We monitored the nest boxes regularly to record breeding parameters (laying date, clutch size, and nest success) of Common Redstarts. During the site visits, we also recorded the presence or absence of real cuckoos in order to estimate the natural abundance of cuckoos in the experimental sites. After the settlement period, passerine communities in the forest patches were each surveyed twice using an applied territory-mapping method (Koskimies and Väisänen 1988). Surveys were conducted during June 6–14, between 0400 and 0800 hours, in fair weather by walking through each site in parallel transects ∼50 m apart and recording (on site maps) all individual birds heard or seen.

We derived density estimates for forest passerine species from the 2 censuses. Because of the low number of censuses per patch, we applied a conservative approach and defined species-specific density estimates as the average number of observed individuals across the 2 censuses divided by the patch area (the “average method”). The (average) number of observed individuals in a patch was assumed to reflect the number of breeding pairs in that patch. For species breeding in nest boxes, nest box data were treated as an additional “census” that provided the absolute minimum number of pairs. If both community surveys implied a greater number of pairs than the nest box data (some pairs may have been breeding in natural cavities), the density estimate was taken in the same way as for the rest of the species. If the nest box data implied a greater number of pairs than either or both of the surveys, the density estimate was taken as the average of the nest box data and the maximum survey result or simply as indicated by the nest box data, respectively. To ensure that the results did not depend on the specific details of how the census data were interpreted to obtain the density estimates, we also applied another density estimation method, the “maximum method,” which defined the density estimate as the maximum value across the 2 censuses, or across the 3 “censuses” (bird surveys and nest box data) for cavity-nesting species. We performed the analyses using both density estimation methods; however, because the results were qualitatively identical, we present only the results based on the “average method.”

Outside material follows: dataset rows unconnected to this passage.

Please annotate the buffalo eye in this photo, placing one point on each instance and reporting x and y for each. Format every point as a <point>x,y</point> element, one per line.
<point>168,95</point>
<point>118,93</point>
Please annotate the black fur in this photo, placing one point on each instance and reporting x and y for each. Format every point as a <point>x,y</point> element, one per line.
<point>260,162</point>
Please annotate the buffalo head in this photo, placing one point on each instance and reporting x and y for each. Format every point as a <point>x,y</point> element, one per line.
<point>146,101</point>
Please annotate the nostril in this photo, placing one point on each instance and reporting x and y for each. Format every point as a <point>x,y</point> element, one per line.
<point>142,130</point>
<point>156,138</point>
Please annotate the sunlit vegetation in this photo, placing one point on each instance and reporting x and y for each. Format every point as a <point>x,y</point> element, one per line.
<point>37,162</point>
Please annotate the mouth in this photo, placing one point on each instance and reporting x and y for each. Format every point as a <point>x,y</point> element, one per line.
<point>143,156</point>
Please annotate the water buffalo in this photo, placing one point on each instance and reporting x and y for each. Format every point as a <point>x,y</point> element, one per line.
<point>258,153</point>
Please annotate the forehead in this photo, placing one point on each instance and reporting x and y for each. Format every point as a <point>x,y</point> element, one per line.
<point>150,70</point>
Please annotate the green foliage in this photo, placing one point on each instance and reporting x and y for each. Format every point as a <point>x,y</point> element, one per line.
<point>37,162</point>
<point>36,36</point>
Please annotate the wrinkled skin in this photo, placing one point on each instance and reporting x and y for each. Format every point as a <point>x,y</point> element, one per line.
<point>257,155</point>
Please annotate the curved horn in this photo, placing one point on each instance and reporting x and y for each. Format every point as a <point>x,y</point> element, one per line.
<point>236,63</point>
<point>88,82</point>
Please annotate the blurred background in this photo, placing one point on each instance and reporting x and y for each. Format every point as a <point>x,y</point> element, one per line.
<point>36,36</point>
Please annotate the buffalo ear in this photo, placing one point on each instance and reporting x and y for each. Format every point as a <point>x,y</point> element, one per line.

We classified the species into 2 groups based on their potential risk of being parasitized by the cuckoo. The species listed as main cuckoo hosts in Europe by Davies (2000) were classified as hosts and the rest as non-hosts (Table 1). This broad, European-scale classification was applied because detailed knowledge about the host status of some of these species is not available specifically for the study area. At minimum, Common Redstart, Brambling, Willow Warbler, and Spotted Flycatcher are present cuckoo hosts; and the other species classified as hosts have probably, at minimum, been relatively frequent hosts in the past. According to Davies (2000), Tree Pipits and European Robins are common hosts in neighboring countries (Sweden and Russia, respectively), which implies that they could also be current cuckoo hosts in Finland. Therefore, we are confident that the classification distinguishes the (potential) hosts from non-hosts as well as is currently possible.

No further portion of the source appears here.